Podríamos hablar de la “maléfica” fortuna del fotógrafo, que de forma casual se encontró con ese gesto que no fue provocado directamente por él. Cabe recordar, por ejemplo, la forma en que otros grandes retratos fotográficos fueron captados, como cuando Richard Avedon provocó el gesto de tristeza de los Duques de Windsor al comentarles el amargo final de un perro, siendo ellos grandes amantes de los animales. O cuando Yousuf Karsh arrebató de las manos el puro que sostenía el Primer Ministro británico Winston Churchill, provocando una inmediata reacción de estupor y rabia en el retratado.

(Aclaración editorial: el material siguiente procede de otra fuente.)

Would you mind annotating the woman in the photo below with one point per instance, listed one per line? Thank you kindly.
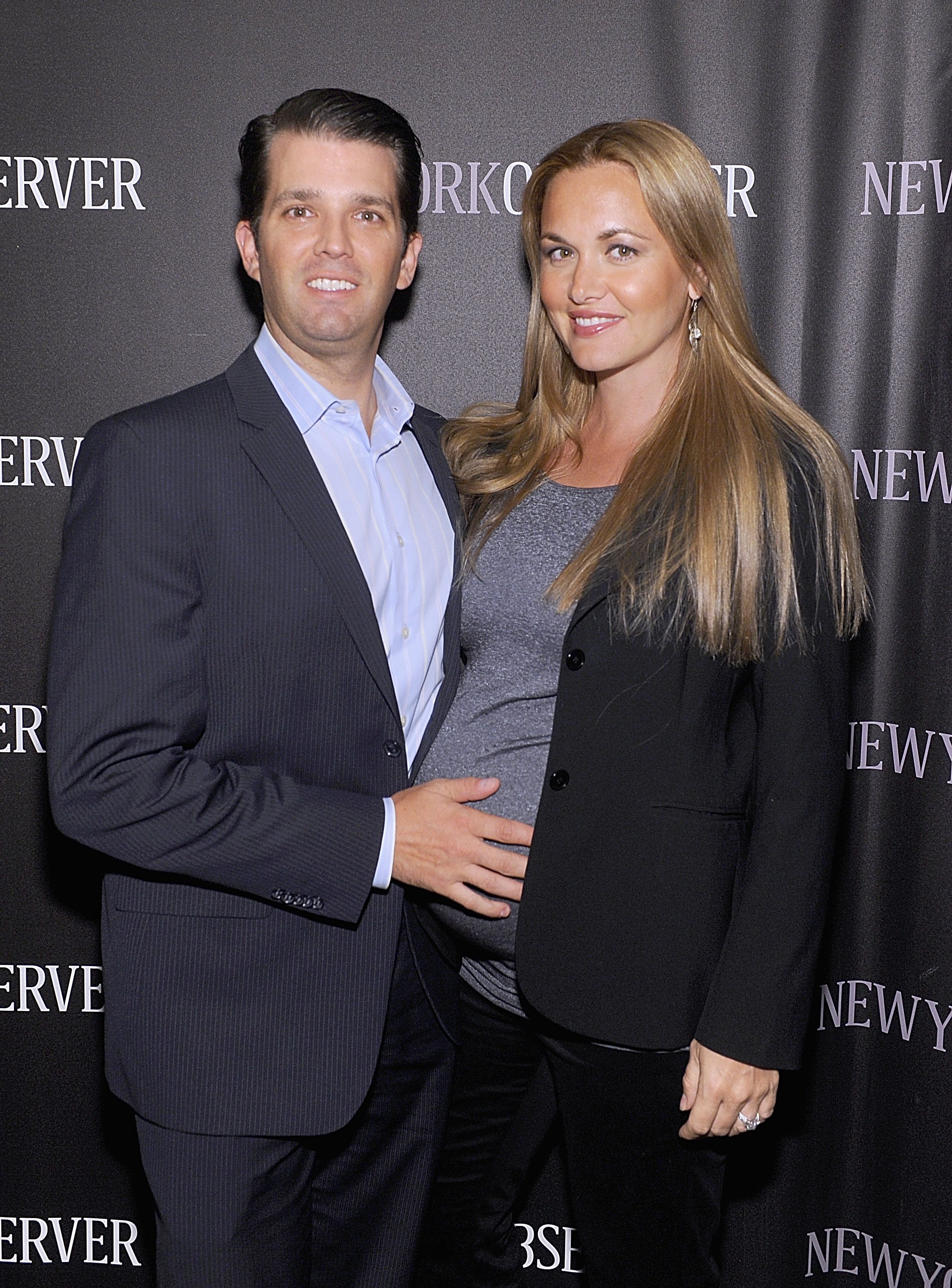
(710, 577)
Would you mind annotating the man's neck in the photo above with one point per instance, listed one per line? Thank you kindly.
(348, 377)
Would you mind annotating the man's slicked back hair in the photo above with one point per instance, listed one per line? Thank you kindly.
(337, 114)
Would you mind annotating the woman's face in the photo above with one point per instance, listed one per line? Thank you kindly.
(610, 283)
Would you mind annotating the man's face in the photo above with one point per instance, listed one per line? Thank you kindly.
(329, 252)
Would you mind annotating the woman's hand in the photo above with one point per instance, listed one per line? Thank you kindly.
(718, 1089)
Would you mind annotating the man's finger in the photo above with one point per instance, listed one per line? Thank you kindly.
(507, 831)
(476, 902)
(494, 884)
(494, 860)
(463, 790)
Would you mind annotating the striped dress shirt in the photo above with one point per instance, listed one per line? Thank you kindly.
(397, 525)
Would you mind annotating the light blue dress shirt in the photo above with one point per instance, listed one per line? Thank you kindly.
(398, 527)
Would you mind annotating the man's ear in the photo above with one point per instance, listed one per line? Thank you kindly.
(248, 249)
(407, 268)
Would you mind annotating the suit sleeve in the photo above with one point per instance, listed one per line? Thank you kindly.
(758, 1005)
(128, 705)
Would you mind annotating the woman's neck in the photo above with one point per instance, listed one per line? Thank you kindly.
(624, 409)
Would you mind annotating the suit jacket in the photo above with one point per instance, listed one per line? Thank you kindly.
(222, 722)
(678, 876)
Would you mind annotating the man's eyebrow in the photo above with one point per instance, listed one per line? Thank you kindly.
(358, 199)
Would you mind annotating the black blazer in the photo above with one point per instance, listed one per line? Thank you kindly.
(223, 723)
(678, 878)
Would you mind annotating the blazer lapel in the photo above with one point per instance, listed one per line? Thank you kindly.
(593, 595)
(433, 453)
(279, 451)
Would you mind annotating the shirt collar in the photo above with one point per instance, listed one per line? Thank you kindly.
(308, 401)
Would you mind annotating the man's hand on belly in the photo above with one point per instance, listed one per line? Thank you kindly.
(442, 844)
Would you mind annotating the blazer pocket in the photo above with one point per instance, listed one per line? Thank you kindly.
(173, 899)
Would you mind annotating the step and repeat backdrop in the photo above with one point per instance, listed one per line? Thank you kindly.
(829, 124)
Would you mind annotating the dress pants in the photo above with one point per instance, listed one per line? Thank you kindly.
(335, 1211)
(502, 1116)
(646, 1203)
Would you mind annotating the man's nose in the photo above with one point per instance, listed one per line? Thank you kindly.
(333, 237)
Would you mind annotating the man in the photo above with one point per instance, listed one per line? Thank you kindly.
(255, 639)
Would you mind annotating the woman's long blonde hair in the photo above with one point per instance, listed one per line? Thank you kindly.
(699, 534)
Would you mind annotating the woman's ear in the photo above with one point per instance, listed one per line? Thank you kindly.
(697, 284)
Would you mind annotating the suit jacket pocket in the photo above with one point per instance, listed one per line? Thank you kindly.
(704, 811)
(176, 899)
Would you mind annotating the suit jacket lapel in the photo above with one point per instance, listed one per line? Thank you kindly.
(429, 445)
(593, 595)
(279, 450)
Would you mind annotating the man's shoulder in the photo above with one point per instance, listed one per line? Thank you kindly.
(428, 422)
(188, 419)
(208, 402)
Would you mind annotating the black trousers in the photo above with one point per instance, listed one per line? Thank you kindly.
(646, 1203)
(502, 1115)
(337, 1211)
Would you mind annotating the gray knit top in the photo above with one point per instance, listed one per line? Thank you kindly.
(500, 723)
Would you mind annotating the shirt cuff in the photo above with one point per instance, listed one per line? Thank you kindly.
(384, 870)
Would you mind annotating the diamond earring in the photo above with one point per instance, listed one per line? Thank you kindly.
(694, 329)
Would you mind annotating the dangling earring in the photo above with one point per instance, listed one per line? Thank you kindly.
(694, 329)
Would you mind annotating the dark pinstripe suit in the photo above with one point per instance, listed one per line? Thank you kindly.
(221, 711)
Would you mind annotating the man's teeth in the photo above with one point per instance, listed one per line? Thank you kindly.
(331, 284)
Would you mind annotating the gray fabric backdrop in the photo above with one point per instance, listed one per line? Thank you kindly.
(830, 123)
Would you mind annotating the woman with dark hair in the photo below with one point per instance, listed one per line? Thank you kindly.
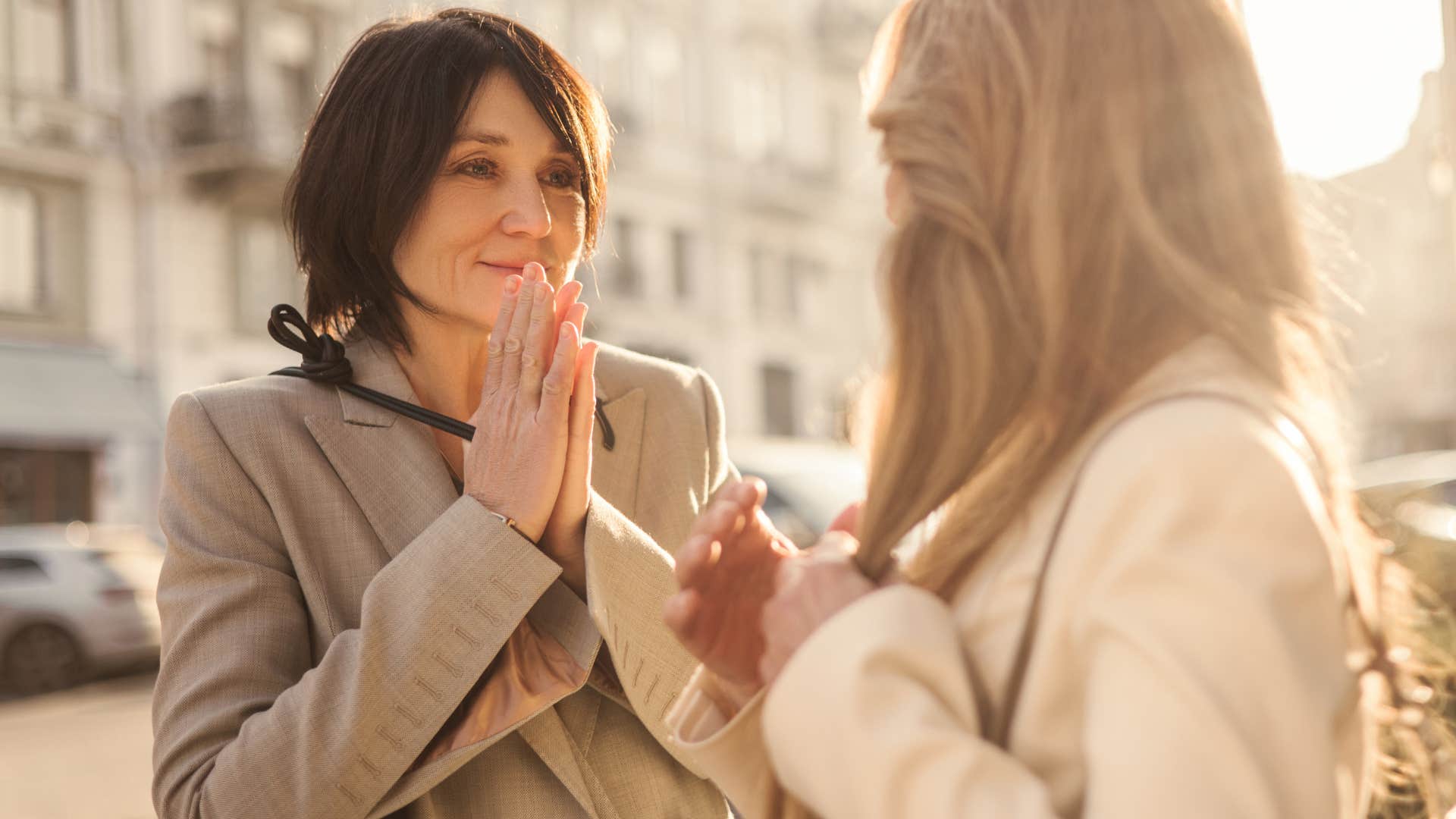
(364, 615)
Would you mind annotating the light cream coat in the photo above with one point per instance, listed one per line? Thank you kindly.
(328, 601)
(1188, 661)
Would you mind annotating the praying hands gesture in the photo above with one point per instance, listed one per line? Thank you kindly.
(748, 598)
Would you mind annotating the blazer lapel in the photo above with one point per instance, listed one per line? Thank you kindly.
(615, 471)
(388, 463)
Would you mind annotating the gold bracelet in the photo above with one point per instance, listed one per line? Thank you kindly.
(511, 523)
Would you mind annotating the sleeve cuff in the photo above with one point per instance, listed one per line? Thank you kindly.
(727, 749)
(810, 706)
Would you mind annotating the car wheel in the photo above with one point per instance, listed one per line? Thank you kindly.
(41, 657)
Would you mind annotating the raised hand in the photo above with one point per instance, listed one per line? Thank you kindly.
(516, 463)
(566, 528)
(727, 573)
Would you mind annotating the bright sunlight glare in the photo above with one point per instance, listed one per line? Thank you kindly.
(1343, 76)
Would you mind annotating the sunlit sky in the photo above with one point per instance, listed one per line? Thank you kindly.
(1343, 76)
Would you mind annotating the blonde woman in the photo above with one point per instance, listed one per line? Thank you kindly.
(1109, 390)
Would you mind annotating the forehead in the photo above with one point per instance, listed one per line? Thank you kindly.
(500, 108)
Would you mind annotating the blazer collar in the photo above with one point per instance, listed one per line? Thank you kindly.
(397, 474)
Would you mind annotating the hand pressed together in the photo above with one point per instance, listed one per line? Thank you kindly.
(530, 458)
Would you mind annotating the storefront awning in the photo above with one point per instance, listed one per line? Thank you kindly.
(55, 392)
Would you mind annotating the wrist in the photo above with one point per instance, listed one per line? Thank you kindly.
(532, 534)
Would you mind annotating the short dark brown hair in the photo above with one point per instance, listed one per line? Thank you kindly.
(383, 130)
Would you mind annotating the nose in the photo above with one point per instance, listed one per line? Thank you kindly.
(526, 212)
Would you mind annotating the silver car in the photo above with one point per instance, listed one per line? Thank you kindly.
(74, 601)
(808, 482)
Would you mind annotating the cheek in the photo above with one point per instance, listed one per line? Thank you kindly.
(570, 229)
(894, 194)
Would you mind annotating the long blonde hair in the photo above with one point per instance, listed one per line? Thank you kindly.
(1091, 186)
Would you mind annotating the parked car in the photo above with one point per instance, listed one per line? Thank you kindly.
(74, 601)
(808, 482)
(1411, 502)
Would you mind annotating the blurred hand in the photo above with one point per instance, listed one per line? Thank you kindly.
(727, 570)
(517, 460)
(808, 591)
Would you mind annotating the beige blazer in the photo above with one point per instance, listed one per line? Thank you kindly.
(1188, 661)
(332, 614)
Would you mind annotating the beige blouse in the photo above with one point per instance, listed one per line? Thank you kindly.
(1188, 659)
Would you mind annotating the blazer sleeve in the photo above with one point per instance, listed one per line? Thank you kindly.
(1204, 623)
(629, 576)
(245, 723)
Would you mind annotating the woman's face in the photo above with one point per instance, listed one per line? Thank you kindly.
(897, 199)
(507, 194)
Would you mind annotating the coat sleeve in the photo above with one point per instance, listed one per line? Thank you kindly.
(245, 723)
(1200, 604)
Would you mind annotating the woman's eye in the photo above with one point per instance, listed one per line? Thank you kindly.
(561, 178)
(478, 168)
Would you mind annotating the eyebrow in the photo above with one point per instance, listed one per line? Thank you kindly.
(500, 140)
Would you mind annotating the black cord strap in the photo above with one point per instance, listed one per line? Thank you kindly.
(324, 362)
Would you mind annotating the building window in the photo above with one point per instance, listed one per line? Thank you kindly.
(41, 41)
(759, 112)
(682, 264)
(780, 413)
(290, 41)
(46, 485)
(22, 264)
(661, 85)
(759, 279)
(607, 55)
(626, 276)
(265, 271)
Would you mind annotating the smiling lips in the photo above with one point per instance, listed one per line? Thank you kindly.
(507, 268)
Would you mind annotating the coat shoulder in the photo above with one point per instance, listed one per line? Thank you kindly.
(620, 371)
(256, 409)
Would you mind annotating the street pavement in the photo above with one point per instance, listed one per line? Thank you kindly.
(79, 754)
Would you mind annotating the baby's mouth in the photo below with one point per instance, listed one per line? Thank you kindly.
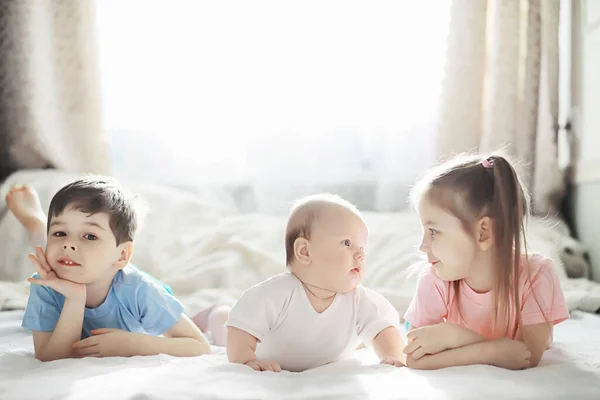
(67, 262)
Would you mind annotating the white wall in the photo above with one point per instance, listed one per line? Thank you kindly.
(586, 99)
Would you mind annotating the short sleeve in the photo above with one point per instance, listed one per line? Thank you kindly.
(159, 310)
(375, 313)
(43, 309)
(543, 299)
(429, 303)
(255, 312)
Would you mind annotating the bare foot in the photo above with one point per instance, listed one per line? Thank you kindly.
(24, 203)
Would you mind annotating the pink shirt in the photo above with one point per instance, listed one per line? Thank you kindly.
(434, 302)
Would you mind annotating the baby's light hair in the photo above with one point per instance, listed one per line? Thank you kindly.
(303, 214)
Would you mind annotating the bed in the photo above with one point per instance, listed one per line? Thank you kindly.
(209, 252)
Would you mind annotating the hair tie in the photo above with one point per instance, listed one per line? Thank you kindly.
(487, 163)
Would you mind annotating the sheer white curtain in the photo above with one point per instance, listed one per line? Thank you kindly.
(282, 97)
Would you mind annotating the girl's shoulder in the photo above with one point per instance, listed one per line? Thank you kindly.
(537, 266)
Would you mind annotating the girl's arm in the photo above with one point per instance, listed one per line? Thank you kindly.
(433, 339)
(503, 353)
(537, 338)
(445, 337)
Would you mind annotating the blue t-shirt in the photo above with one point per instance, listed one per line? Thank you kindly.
(136, 302)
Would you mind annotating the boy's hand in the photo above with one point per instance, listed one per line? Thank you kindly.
(108, 342)
(393, 361)
(430, 339)
(71, 290)
(260, 365)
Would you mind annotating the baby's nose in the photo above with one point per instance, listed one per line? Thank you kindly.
(70, 246)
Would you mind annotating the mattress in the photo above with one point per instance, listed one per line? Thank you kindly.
(569, 370)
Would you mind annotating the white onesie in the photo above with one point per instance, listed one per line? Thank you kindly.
(289, 330)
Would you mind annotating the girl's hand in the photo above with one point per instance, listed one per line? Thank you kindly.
(510, 354)
(71, 290)
(430, 339)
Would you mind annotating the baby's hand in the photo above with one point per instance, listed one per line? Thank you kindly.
(393, 361)
(260, 365)
(430, 339)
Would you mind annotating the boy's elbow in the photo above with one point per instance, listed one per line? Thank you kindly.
(200, 348)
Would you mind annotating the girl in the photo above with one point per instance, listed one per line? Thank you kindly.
(481, 299)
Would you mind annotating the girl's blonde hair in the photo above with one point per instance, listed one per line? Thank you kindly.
(471, 187)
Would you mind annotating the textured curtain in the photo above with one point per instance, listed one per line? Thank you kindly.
(501, 89)
(49, 90)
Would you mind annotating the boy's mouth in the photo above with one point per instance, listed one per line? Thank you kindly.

Diferentes maneras de conseguir un retrato más profundo, más potente, en esa lucha en la que muchas veces se convierte el trabajo de un fotógrafo retratista con la persona que se encuentra delante de la cámara. En cambio, Eisenstaedt se lo encontró por algo que podríamos denominar origen de odio hacia los judíos. Y como buen fotoperiodista, eso sí, supo estar donde había que estar, apretando el botón en el momento oportuno, y dejando para el futuro una instantánea del mal en estado puro.
Al contemplarlo, me viene a la memoria el retrato que pintó Velázquez del Papa Inocencio X. Igualmente, sentado en una silla, y con la misma carga expresiva. No tanto del mal, pero sí del poder y la soberbia. Tres siglos después, Eisenstaedt conseguía algo tan difícil, utilizando, no los pinceles, sino una cámara fotográfica. Alcanzó el más alto grado de retrato psicológico que se haya logrado en la fotografía. Y, en este caso, con una composición propia de la “fotografía cándida”, donde lo importante es el instante decisivo y no tanto el orden y el equilibrio de la imagen. No es ni mucho menos una fotografía perfecta. Es irregular, confusa, poco balanceada, y con una luz nada brillante, pero nada de eso importa. Los ojos del espectador caminan directos a detenerse en los ojos de Goebbles, y el estremecimiento sigue surgiendo al conocer el rastro de dolor y sufrimiento que dejó lo que él representaba, en las páginas de la historia.